The steps 5 of the tubes 1 are shaped by a hammer or any other known tools. For example, a shaving method or a sizing method can be used. The shaving method and the sizing method can be used in combination. In the illustrated embodiment the steps 5 are a continuous semi-circle, but one or more projections can be formed on the surface of each tube so as to serve as stops.

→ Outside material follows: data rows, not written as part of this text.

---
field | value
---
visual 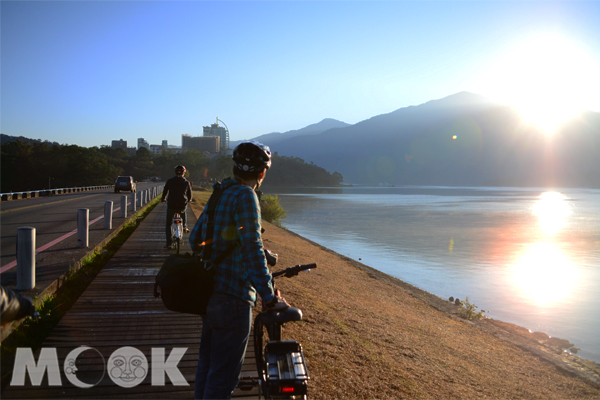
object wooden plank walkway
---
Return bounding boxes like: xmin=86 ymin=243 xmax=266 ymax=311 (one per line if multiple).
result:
xmin=2 ymin=204 xmax=258 ymax=399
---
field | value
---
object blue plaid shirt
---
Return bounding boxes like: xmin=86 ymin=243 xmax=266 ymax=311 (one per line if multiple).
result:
xmin=190 ymin=178 xmax=274 ymax=304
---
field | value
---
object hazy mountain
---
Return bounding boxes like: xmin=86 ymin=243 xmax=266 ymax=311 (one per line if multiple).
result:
xmin=272 ymin=92 xmax=600 ymax=187
xmin=229 ymin=118 xmax=350 ymax=151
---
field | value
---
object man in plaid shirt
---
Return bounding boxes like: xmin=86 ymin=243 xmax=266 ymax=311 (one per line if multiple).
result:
xmin=190 ymin=141 xmax=289 ymax=399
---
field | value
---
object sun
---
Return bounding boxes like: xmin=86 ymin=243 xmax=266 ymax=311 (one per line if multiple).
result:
xmin=477 ymin=33 xmax=600 ymax=134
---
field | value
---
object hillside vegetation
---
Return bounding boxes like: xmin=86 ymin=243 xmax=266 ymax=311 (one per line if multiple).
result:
xmin=0 ymin=135 xmax=343 ymax=193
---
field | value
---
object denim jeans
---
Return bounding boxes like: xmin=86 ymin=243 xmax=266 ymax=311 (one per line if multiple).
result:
xmin=165 ymin=206 xmax=187 ymax=244
xmin=194 ymin=292 xmax=252 ymax=399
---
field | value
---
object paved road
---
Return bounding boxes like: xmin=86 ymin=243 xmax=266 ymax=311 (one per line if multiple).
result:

The degree of the pressure loss which the cooling medium and the air undergo while passing through the tubes 1 and the fins 2, and the resulting decrease in heat exchange efficiency largely depend upon the design and dimensional specifications of the tubes and fins. The inventors have found that optimum conditions are achieved when the tubes have a width (Wt) of 6.0 to 20 mm, a height (Ht) of 1.5 to 7.0 mm, and a path 12 of the cooling medium has a height (Hp) of 1.0 mm or more, and each fin 2 has a height (Hf) of 6.0 to 16 mm, and a pitch (Fp) of 1.6 to 4.0 mm. The reason why these ranges are effective will be described below:
The width (Wt) of each tube 1 should be in a range of 6.0 to 20 mm. As is evident from FIG. 7, if the width of the tubes is as small as less than 6.0 mm, the fins inserted between the tubes will be accordingly narrow in width. The narrow width of the fins limit the size and number of the louvers 2a, which reduces the efficient heat exchange. If the tubes 1 are as wide as beyond 20 mm, the fins will accordingly become large. The large fins increases pressure loss which the flowing air undergoes. In addition, the large fins increases the weight of the condenser. It is therefore preferred that the width is in the range of 6.0 to 16 mm, more preferably, 10 to 14 mm.

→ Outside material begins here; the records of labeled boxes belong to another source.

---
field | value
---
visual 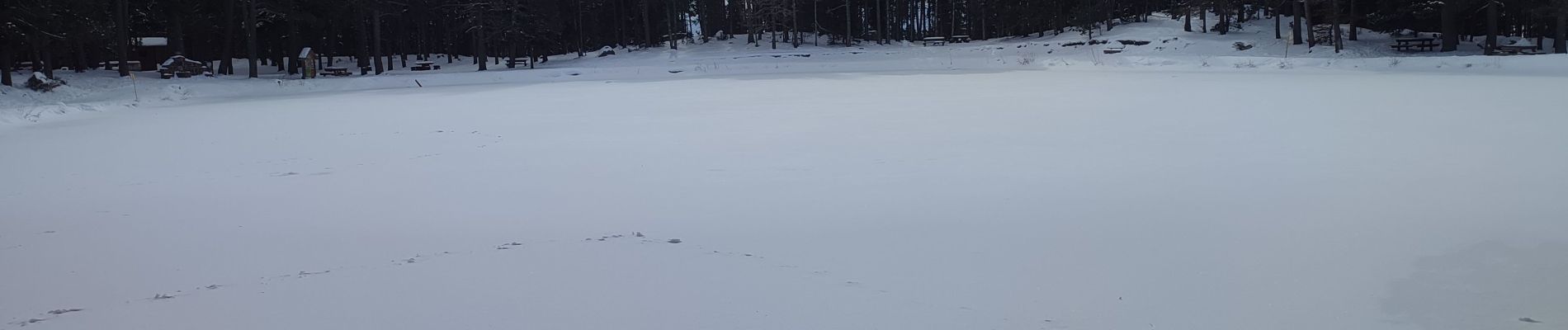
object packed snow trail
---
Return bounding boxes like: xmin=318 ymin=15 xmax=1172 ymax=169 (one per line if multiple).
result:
xmin=0 ymin=70 xmax=1568 ymax=330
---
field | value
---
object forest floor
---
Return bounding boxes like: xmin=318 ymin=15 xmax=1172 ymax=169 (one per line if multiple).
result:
xmin=0 ymin=14 xmax=1568 ymax=330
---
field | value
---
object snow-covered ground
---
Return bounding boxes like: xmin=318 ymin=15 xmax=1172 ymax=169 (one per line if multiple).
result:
xmin=0 ymin=12 xmax=1568 ymax=125
xmin=0 ymin=12 xmax=1568 ymax=330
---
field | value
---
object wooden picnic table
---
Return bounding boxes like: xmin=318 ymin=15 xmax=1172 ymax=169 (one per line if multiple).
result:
xmin=507 ymin=58 xmax=528 ymax=68
xmin=1389 ymin=37 xmax=1438 ymax=52
xmin=409 ymin=61 xmax=441 ymax=70
xmin=322 ymin=66 xmax=353 ymax=77
xmin=1498 ymin=45 xmax=1535 ymax=54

The height (Ht) of each tube 1 should be in a range of 1.5 to 7.0 mm. If it exceeds 7.0 mm, the pressure loss in the air flow increases. If it is less than 1.5 mm, it is difficult to increase the height (Hp) of the air paths to 1.0 mm or more because of the limited thickness of the tubes. It is preferred that it should be in the range of 1.5 to 5.0 mm; more preferably, 2.5 to 4.0 mm.

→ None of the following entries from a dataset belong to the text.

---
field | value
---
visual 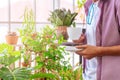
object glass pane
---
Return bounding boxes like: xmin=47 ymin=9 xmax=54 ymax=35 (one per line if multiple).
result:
xmin=60 ymin=0 xmax=73 ymax=11
xmin=36 ymin=24 xmax=53 ymax=32
xmin=0 ymin=24 xmax=8 ymax=43
xmin=0 ymin=0 xmax=8 ymax=21
xmin=36 ymin=0 xmax=53 ymax=22
xmin=11 ymin=0 xmax=34 ymax=22
xmin=75 ymin=0 xmax=86 ymax=23
xmin=11 ymin=24 xmax=22 ymax=45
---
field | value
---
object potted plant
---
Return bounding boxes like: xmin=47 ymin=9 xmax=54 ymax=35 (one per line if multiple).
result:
xmin=48 ymin=8 xmax=77 ymax=39
xmin=0 ymin=43 xmax=30 ymax=80
xmin=19 ymin=7 xmax=83 ymax=80
xmin=6 ymin=32 xmax=18 ymax=45
xmin=67 ymin=0 xmax=86 ymax=40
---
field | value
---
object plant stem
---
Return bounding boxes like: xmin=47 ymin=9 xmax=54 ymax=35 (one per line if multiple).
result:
xmin=8 ymin=66 xmax=16 ymax=80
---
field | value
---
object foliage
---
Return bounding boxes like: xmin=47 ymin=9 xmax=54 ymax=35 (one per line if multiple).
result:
xmin=19 ymin=7 xmax=83 ymax=80
xmin=48 ymin=8 xmax=77 ymax=27
xmin=77 ymin=0 xmax=86 ymax=8
xmin=0 ymin=44 xmax=30 ymax=80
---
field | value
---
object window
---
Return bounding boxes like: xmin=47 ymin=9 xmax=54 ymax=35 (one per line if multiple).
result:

The height (Hp) of the cooling medium flow paths in the tubes 1 should be 1.0 mm or more. If it is less than 1.0 mm, the pressure loss in the cooling medium increases, thereby decreasing the rates of heat transfer. It is preferred that it is in the range of 1.5 to 2.0 mm.
The height (Hf) of the corrugated fins 2 should be in the range of 6.0 to 16 mm. If it is less than 6 mm, the pressure loss in the air will increase as shown in FIG. 9. If it exceeds 16 mm, the number of total fins decreases, thereby reducing the efficiency of heat exchange. The optimum range is 8.0 to 12 mm.
The fin pitches should be in the range of 1.6 to 4.0 mm. If they are less than 1.6 mm, the louvers 2a interfere with the flow of the air, thereby increasing the pressure loss in the air flow. If they exceed 4.0 mm, the efficiency of heat exchange decreases. It is therefore preferred that the range is 1.6 to 3.2 mm; more preferably, 2.0 to 3.2 mm.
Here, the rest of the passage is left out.